Ibu guru sudah 20 hari berada di sini, Isaima. Oia, perkenalkan namaku Feras Walela, murid pindahan dari Wosi--tempatku tinggal. Aku sangat senang karena ibu guru mengajarkan kami banyak hal, meskipun aku termaksud anak yang kurang pintar serta lambat dalam belajar, ibu guru tak pernah memarahiku, jika ibu guru mulai bersuara sangat keras itu berarti beliau sedang menjalankan strategi agar kami berubah, aku dan teman-teman mulai paham akan hal itu. Aku akan belajar lebih keras lagi, berusaha lebih rajin lagi. 

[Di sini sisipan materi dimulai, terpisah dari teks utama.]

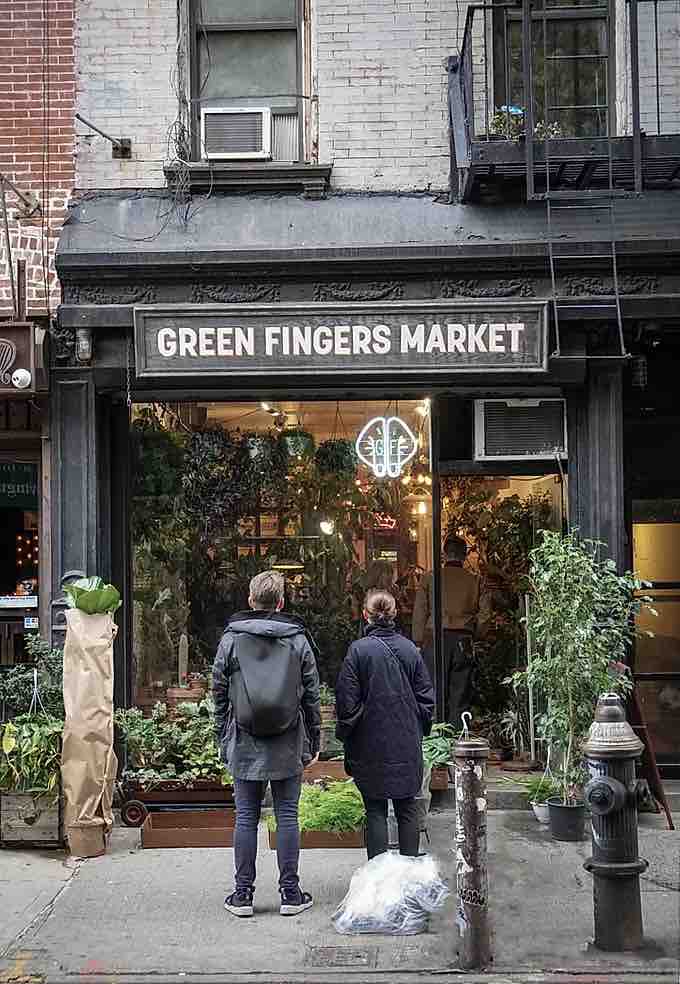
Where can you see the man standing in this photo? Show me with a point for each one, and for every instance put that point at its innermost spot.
(267, 717)
(460, 612)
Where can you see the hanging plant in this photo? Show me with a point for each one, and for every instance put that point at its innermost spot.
(337, 457)
(269, 464)
(218, 479)
(300, 443)
(157, 457)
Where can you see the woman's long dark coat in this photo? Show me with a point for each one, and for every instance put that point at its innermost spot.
(384, 706)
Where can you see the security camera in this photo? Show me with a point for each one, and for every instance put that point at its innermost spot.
(21, 379)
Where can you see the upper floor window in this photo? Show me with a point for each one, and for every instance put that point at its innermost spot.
(570, 66)
(247, 80)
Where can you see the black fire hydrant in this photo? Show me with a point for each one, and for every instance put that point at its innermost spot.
(611, 751)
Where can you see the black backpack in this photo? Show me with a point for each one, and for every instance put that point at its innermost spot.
(265, 685)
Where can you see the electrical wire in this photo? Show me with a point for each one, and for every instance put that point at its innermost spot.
(46, 169)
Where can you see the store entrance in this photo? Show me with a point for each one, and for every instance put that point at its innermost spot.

Pagi ini, aku kembali membawa daun kering dan gunting. Kata ibu guru, perlengkapan lain akan beliau bawakan. Pagi ini teman-teman lengkap, 17 siswa denganku. Setelah berdoa, yel-yel, tepuk pramuka, lagu daerah, lagu nasional, kami mulai mengeluarkan bahan yang dibutuhkan.Kurasa aku hanya menggunakan pensil lalu mewarnainya, aku tak punya pulpen.

Saat akan menuliskan cita-citaku, aku dilema. Hari pertama ibu mengajar waktu itu aku menjawab, aku ingin menjadi bapak camat. Sekarang entah mengapa aku malah ingin menjadi seorang Polisi. Lama berpikir membuat ibu guru menyadari situasiku.

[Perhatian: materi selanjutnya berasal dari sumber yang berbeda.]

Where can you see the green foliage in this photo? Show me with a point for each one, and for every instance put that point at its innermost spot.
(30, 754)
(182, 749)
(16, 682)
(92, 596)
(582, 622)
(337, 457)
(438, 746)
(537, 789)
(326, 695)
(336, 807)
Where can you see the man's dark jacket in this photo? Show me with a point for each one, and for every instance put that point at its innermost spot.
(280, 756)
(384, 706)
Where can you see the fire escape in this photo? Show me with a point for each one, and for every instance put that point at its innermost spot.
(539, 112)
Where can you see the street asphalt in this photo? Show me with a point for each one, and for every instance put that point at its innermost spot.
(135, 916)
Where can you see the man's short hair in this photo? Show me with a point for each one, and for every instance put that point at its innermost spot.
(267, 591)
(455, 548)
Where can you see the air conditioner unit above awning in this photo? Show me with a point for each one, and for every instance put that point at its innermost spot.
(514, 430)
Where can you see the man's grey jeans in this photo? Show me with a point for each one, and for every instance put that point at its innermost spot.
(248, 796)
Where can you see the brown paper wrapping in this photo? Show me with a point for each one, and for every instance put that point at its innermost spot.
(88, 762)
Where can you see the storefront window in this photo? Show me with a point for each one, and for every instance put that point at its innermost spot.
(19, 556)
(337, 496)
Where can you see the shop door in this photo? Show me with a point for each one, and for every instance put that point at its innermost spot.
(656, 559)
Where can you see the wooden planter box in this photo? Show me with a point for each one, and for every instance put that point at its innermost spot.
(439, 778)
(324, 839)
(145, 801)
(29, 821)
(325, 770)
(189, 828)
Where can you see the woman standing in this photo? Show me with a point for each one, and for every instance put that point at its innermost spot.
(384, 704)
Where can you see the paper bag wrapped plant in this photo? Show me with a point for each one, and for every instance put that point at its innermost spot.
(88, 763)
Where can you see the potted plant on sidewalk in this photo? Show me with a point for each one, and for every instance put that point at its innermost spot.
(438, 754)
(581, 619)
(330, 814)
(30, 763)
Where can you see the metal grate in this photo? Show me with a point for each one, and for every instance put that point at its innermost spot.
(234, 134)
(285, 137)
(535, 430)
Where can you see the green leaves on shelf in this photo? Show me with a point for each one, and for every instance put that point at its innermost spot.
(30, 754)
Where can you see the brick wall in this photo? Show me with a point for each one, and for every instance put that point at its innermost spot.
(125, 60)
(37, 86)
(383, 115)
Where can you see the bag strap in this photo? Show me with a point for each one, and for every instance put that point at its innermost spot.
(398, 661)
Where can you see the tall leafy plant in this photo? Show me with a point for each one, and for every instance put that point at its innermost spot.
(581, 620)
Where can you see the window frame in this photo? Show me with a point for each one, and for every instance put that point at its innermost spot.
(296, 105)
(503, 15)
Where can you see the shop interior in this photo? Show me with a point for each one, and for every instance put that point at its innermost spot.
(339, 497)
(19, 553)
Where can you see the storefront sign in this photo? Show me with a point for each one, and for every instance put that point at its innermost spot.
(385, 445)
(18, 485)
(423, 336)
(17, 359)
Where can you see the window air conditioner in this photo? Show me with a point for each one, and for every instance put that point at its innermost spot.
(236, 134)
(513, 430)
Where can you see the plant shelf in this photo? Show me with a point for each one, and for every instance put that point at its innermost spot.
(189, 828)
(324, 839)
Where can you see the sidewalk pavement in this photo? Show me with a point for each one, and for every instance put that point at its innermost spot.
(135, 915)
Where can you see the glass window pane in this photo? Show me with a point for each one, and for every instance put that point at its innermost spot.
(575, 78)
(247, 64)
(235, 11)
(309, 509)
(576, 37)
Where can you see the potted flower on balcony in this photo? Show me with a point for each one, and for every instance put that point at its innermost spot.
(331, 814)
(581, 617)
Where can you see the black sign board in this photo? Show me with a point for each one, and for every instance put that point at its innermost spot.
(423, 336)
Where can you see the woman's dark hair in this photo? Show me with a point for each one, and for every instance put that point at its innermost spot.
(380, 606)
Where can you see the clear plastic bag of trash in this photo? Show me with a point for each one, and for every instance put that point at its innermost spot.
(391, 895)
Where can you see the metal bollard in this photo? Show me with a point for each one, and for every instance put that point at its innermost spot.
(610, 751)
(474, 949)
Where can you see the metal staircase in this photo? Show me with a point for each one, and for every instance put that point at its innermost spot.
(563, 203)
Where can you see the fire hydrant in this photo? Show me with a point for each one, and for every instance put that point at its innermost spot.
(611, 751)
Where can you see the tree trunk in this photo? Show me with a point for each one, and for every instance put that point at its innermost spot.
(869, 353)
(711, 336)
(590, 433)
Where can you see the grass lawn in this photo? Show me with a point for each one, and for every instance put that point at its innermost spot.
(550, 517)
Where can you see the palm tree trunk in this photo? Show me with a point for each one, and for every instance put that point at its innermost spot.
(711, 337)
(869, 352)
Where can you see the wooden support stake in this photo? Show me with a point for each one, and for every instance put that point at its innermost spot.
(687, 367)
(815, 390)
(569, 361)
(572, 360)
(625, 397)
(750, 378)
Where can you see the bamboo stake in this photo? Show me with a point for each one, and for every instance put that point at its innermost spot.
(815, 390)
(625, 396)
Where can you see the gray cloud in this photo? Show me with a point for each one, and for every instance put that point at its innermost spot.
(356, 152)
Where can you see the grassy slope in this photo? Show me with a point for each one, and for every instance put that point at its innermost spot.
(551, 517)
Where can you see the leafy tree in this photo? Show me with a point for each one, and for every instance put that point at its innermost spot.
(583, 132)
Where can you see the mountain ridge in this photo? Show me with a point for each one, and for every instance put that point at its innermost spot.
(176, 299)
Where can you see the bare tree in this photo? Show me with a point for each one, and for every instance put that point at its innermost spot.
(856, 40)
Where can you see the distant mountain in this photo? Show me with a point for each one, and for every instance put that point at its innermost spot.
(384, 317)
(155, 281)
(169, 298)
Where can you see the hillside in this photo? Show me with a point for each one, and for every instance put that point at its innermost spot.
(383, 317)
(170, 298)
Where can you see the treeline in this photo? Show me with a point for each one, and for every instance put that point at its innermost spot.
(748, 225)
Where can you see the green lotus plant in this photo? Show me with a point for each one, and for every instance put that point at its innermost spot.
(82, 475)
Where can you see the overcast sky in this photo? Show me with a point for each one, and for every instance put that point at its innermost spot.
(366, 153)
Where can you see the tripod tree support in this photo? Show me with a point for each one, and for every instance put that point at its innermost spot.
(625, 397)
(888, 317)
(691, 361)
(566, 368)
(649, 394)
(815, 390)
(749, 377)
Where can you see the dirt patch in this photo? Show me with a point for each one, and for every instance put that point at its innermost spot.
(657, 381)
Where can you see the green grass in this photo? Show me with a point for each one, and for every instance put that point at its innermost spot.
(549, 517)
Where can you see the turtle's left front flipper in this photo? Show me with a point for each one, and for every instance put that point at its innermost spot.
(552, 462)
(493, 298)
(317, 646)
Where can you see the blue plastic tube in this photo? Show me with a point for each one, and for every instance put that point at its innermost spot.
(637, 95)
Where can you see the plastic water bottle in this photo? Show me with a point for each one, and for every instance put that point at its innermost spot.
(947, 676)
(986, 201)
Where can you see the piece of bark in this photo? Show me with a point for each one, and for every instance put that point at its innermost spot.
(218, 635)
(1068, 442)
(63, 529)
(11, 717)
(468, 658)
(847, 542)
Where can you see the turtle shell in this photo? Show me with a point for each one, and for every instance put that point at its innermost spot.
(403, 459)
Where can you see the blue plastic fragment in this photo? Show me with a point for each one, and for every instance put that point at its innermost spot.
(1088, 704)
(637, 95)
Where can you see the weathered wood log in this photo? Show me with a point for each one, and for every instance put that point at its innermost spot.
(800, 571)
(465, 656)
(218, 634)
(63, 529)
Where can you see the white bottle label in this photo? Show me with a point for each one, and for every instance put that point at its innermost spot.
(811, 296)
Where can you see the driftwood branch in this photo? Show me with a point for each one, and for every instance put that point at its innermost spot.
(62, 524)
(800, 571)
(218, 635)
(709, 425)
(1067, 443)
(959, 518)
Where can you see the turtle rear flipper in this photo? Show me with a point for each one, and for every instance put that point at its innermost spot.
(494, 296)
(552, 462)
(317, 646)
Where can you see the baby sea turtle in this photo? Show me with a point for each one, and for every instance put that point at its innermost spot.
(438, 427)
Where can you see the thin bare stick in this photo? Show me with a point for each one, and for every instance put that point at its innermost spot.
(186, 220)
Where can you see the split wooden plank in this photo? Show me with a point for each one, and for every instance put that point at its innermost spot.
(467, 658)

"Feras? Sudah selesai? Ibu guru boleh lihat?" Ibu guru yang semula berdiri di ujung meja dekat pintu memperhatikan pekerjaan Fina, kini berjalan santai ke arahku, jendela di dekatku membuat seluruh ruangan terlihat jelas. Aku menutup mulutku rapat-rapat bahkan mengigit bibirku dan mataku berkedip-kedip tak jelas, kata ibu guru waktu itu, aku sepertinya takut padanya padahal aku bukan takut tapi tidak percaya diri dan malu akan kemampuanku.

"Bagus. Kenapa harus ditutup Feras? Tidak mau ibu melihat?" Ibu guru bertanya lagi, kali ini dia berdiri tepat di depan mejaku. Aku bukan anak yang pemberani, bahkan aku langsung menunduk saat bertemu tatap dengan ibu guru. Dan, entah mengapa ibu guru senang sekali dengan mataku--katanya, aku senang tapi ada perasaan tak pantas yang mengangguku.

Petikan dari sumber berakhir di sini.